Une des jeunes femmes emprisonnées du groupe contestataire russe Pussy Riot, Nadejda Tolokonnikova, a entamé lundi une grève de la faim, se disant menacée de mort après avoir dénoncé les conditions de détention dans son camp de travail.

Dans une lettre transmise par son avocat à la presse, cette femme de 23 ans fait des conditions au camp de travail pour femmes n° 14 (Mordovie, 600 km à l'est de Moscou) un récit pouvant rappeler des témoignages sur le goulag soviétique. Elle y purge une peine de deux ans de détention.

Dans une plainte séparée adressée à la justice, elle accuse le directeur adjoint du camp, Iouri Kouprionov, de l'avoir menacée de mort le 30 août dernier après qu'elle se fut plainte des conditions de détention et de travail.

Elle ajoute que les menaces ont été relayées par des détenues, qui lui ont dit en avoir été «chargées par l'administration».

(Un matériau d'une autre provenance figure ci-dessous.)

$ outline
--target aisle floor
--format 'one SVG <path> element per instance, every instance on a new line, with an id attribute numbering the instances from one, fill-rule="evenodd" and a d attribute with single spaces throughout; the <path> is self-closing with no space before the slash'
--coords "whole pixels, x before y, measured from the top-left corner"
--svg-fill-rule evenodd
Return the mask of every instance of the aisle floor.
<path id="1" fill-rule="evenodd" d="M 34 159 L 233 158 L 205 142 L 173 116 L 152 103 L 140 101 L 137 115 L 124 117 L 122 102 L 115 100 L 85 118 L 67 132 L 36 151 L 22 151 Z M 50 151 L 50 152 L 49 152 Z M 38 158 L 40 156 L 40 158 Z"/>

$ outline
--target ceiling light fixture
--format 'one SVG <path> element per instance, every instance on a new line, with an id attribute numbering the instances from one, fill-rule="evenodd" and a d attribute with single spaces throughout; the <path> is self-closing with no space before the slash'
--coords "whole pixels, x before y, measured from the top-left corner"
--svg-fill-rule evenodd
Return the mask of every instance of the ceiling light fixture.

Selon son récit, les prisonnières sont systématiquement humiliées et réduites à l'état d'«esclavage», forcées de travailler 16 ou 17 heures par jour et privées de sommeil, ainsi que des conditions d'hygiène élémentaires.

Cette ancienne étudiante en philosophie, mère d'une fillette de cinq ans, a été condamnée en août 2012, avec deux camarades, à deux ans de détention pour une «prière punk» contre Vladimir Poutine, chantée dans la cathédrale de Moscou.

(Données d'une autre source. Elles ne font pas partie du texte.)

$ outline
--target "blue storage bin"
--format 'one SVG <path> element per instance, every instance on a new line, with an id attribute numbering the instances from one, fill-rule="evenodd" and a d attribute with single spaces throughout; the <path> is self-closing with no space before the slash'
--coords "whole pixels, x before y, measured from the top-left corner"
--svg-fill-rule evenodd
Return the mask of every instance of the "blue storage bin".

L'une des trois a été libérée, mais Nadejda Tolokonnikova et Maria Alekhina, qui ne veulent pas se reconnaître coupables, se sont vu refuser toute libération anticipée.

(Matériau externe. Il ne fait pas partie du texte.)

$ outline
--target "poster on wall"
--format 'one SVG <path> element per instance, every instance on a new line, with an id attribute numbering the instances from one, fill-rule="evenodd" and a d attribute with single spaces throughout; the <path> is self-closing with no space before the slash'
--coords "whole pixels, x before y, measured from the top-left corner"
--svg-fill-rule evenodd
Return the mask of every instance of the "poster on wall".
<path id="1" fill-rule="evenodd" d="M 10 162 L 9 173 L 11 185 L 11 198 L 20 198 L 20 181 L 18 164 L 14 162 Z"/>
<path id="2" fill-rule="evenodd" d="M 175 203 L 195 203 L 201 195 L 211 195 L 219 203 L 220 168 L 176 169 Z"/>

La grève de la faim est «la seule issue pour moi dans cette situation», écrit la jeune femme dans sa lettre.

«J'exige que l'on nous traite comme des êtres humains, et non comme des esclaves», ajoute-t-elle.

Elle explique que sa «brigade», employée à coudre des uniformes de police, commence le travail à 7 h 30 pour finir à 0 h 30, avec au maximum quatre heures de sommeil et un jour de repos tous les mois et demi.

Toute incartade, tout relâchement est puni de sanctions et d'humiliations.

Cela peut être l'interdiction de rentrer au baraquement, été comme hiver : selon elle, une des détenues a ainsi eu une jambe et les doigts d'une main gelés et amputés. Une autre sanction peut être l'interdiction de se laver et d'aller aux toilettes, ajoute Nadejda Tolokonnikova.

«Le régime dans le camp est fait de telle manière que l'anéantissement de l'individu et sa transformation en esclave silencieux sont réalisés par les détenues elles-mêmes, celles qui sont chefs de brigade et reçoivent des ordres de la direction», écrit-elle encore.

Elle estime avoir été jusqu'à présent protégée par sa notoriété.

«Les autres sont battues. Dans les reins, au visage. Ce sont des détenues elles-mêmes qui frappent (mais), pas un passage à tabac ne se fait sans l'assentiment de l'administration», affirme Nadejda Tolokonnikova.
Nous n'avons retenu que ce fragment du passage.